Quran

Tit for Tat; a Quranic Lesson (for 10 years old and more)

In the Name of Allah, the Most Beneficent, the Most Merciful

Tit for Tat; a Quranic Lesson (for 10 years old and more)

   

It is a law of nature that whatever action we take in this world, there is always a reaction. If we do good, we stand to gain a good reward. If we do bad, we should expect a bad outcome ultimately. “What you sow, so you reap” is a popular saying.

The Holy Quran has also guided us on this subject. It says:

If you do good, you do good to yourselves. (likewise)

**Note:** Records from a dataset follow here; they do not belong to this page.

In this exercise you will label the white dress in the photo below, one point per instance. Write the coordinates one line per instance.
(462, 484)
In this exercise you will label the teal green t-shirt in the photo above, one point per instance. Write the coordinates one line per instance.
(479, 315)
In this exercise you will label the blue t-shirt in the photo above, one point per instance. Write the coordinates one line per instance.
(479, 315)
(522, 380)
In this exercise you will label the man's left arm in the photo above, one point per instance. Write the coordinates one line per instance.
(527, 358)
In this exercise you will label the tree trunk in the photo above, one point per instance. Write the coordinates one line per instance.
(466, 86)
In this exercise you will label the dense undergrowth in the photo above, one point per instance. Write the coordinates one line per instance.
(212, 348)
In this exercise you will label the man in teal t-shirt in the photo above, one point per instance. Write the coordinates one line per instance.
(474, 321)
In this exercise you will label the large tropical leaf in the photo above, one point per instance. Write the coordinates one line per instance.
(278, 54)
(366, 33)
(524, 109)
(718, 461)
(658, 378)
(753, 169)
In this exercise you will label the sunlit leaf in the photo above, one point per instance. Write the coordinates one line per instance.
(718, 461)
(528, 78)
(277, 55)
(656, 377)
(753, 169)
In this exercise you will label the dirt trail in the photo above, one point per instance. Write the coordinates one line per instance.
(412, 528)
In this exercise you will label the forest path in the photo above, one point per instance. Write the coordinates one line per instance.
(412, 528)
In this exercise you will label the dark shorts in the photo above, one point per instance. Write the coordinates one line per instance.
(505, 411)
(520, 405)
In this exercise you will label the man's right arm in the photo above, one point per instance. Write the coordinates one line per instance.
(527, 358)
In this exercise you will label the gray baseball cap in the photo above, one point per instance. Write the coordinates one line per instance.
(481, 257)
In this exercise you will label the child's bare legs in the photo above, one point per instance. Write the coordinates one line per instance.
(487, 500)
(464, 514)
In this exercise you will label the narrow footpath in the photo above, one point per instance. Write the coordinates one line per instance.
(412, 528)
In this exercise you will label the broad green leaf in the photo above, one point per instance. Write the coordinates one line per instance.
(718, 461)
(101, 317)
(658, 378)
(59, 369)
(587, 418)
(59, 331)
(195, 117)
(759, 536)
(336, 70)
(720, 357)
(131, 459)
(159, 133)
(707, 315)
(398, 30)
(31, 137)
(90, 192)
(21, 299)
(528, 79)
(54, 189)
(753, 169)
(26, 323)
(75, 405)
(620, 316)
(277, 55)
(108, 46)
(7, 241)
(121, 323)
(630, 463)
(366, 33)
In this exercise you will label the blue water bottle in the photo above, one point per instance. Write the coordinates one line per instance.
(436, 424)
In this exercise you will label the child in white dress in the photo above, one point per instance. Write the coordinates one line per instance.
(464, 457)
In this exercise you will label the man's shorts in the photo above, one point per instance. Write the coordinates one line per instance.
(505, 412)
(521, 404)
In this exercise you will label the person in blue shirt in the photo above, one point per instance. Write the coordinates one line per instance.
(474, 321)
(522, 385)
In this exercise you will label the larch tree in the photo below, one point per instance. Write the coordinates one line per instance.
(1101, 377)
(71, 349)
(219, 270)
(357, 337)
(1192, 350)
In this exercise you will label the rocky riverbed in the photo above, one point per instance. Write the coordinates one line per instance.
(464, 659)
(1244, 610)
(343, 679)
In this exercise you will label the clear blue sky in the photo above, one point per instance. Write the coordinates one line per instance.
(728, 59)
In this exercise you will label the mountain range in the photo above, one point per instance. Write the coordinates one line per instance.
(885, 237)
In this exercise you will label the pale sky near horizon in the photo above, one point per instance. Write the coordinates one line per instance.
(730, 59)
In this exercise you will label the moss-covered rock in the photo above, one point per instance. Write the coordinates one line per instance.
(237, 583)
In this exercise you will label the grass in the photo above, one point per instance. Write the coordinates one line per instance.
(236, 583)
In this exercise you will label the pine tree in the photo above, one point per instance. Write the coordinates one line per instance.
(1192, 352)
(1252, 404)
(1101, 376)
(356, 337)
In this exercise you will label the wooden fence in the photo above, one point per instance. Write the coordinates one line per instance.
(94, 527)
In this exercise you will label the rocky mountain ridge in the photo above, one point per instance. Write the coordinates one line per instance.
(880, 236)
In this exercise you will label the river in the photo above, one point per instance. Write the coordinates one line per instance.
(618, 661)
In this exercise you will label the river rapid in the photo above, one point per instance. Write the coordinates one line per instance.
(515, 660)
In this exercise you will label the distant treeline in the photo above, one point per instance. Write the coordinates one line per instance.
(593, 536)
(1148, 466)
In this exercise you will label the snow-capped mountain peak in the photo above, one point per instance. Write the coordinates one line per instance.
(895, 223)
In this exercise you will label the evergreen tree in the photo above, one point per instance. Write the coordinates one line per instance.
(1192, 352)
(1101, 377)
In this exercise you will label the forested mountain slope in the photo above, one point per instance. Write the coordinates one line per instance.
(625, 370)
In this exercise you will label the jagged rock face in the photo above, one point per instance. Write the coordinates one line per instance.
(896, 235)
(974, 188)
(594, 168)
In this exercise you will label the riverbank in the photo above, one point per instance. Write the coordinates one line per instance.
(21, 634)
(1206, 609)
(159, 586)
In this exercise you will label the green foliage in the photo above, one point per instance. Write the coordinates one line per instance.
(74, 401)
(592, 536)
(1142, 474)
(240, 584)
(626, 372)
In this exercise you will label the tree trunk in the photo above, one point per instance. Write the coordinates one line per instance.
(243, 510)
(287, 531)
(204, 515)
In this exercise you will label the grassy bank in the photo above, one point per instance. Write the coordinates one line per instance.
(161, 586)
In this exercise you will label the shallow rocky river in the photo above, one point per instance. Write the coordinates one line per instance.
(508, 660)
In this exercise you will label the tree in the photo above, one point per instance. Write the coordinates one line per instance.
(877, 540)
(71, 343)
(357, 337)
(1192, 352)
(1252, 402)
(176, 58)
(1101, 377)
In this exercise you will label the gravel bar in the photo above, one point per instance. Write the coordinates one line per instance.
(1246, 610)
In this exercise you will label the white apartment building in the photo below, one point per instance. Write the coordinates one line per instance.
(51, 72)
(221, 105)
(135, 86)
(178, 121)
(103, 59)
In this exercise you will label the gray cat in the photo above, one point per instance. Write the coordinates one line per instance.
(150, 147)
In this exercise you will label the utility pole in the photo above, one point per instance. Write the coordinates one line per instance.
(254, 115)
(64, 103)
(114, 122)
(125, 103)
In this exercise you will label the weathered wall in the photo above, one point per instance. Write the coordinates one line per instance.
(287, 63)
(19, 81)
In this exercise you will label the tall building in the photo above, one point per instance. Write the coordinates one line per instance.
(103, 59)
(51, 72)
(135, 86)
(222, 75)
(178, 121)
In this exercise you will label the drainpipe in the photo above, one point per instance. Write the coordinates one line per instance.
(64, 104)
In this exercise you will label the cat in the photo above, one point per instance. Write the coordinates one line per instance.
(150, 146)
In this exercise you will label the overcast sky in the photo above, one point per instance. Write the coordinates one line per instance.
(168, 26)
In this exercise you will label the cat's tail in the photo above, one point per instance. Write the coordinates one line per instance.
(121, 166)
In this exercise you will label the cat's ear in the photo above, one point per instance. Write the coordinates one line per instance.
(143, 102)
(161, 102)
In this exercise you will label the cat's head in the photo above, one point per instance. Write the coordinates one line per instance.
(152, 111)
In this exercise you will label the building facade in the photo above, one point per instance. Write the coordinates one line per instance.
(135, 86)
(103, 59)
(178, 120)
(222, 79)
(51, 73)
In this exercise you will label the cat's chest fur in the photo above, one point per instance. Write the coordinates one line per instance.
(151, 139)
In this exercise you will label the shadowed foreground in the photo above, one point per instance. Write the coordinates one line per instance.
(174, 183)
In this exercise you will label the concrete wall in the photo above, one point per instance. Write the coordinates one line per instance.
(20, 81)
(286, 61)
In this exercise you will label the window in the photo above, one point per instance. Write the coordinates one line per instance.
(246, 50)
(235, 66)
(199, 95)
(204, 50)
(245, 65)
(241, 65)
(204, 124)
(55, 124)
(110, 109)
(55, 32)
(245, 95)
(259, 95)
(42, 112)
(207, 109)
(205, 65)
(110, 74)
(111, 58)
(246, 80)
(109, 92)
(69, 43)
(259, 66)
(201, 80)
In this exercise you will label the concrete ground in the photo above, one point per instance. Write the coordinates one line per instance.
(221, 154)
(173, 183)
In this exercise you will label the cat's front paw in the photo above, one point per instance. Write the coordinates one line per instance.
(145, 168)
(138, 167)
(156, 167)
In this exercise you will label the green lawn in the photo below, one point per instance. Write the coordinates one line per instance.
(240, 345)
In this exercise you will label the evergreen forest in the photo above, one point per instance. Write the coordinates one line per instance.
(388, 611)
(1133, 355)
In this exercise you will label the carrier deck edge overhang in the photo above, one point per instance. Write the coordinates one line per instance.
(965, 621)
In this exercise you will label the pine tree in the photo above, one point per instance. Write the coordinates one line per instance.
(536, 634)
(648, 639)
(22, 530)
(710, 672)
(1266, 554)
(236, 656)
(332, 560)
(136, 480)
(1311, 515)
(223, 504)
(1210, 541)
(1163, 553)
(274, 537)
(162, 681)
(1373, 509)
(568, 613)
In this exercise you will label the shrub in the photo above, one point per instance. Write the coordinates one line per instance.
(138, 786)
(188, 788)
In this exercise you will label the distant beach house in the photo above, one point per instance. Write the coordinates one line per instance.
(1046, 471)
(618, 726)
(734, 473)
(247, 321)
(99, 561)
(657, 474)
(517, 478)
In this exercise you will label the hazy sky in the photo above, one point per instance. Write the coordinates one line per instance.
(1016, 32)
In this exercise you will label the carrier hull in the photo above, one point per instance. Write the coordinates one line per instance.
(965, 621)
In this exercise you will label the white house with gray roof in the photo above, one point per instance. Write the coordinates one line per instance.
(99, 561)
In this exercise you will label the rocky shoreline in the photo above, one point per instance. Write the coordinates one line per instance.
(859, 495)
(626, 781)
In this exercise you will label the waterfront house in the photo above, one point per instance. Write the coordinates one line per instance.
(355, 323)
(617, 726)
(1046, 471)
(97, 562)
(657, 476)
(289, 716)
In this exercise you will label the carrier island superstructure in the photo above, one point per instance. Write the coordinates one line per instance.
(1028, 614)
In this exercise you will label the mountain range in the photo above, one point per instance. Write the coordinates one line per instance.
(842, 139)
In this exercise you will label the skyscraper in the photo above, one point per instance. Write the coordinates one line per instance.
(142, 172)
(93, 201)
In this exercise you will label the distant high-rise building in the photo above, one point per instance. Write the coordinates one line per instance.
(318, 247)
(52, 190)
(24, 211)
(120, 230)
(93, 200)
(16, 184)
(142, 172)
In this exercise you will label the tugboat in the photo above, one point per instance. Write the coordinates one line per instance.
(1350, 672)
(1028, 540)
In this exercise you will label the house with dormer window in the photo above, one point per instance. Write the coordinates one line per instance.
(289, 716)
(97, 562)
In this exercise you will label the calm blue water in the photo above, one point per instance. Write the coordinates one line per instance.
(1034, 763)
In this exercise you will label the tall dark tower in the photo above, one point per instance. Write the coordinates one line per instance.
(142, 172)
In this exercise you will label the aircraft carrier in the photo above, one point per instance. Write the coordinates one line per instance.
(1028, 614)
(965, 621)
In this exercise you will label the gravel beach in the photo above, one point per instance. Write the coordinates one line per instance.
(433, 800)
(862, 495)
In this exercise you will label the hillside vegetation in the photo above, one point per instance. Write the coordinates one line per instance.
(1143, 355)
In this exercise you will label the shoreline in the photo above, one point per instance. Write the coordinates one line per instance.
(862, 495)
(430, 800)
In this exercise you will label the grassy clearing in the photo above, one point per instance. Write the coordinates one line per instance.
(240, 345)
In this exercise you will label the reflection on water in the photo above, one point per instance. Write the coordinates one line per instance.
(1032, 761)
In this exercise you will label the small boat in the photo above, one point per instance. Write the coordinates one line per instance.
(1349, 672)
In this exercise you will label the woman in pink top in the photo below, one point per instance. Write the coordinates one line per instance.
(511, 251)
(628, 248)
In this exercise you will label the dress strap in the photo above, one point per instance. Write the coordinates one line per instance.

If you do evil, you do evil to yourselves.

(Holy Quran, 17: 7)

   

One of the companions of the Holy Prophet Muhammad [PBUH] was very fond of this verse of the Quran. He used to recite it loudly and repeatedly wherever he went.

A Jewish woman who had heard him once wanted to prove him wrong and thus make him unpopular among his people. She thought up a plot against him.

She prepared some sweets mixed with poison and sent them to him as a present. When he received them, he went out of the city with them. On the way, he met two men who were returning home from a long journey. They appeared tired and hungry, so he thought of doing them a good turn. He offered them the sweets. Of course, he was not aware that they were secretly mixed with poison. No sooner had the two travellers taken the sweets, they collapsed and died.

When the news of their death reached Medina, the city where the Prophet resided, the man was arrested. He was brought in front of the Prophet and he related what had actually happened. The Jewish woman who had mixed poison with the sweets was also brought to the court of the Prophet. She was stunned to see the two dead bodies of the travellers there. They in fact turned out to be her own two sons who had gone away on a journey.

She admitted her evil intention before the Prophet and all the people present. Alas, the poison she had mixed in the sweets to kill the companion of the Prophet had instead killed her own two sons.

What a splendid example of a tragic reaction to a bad action. It shows how one reaps what he sows.

“Do as you would be done by” are words of wisdom from the learned and wise men of the past. They teach us to do good to others in the same way as we like others to do good to us.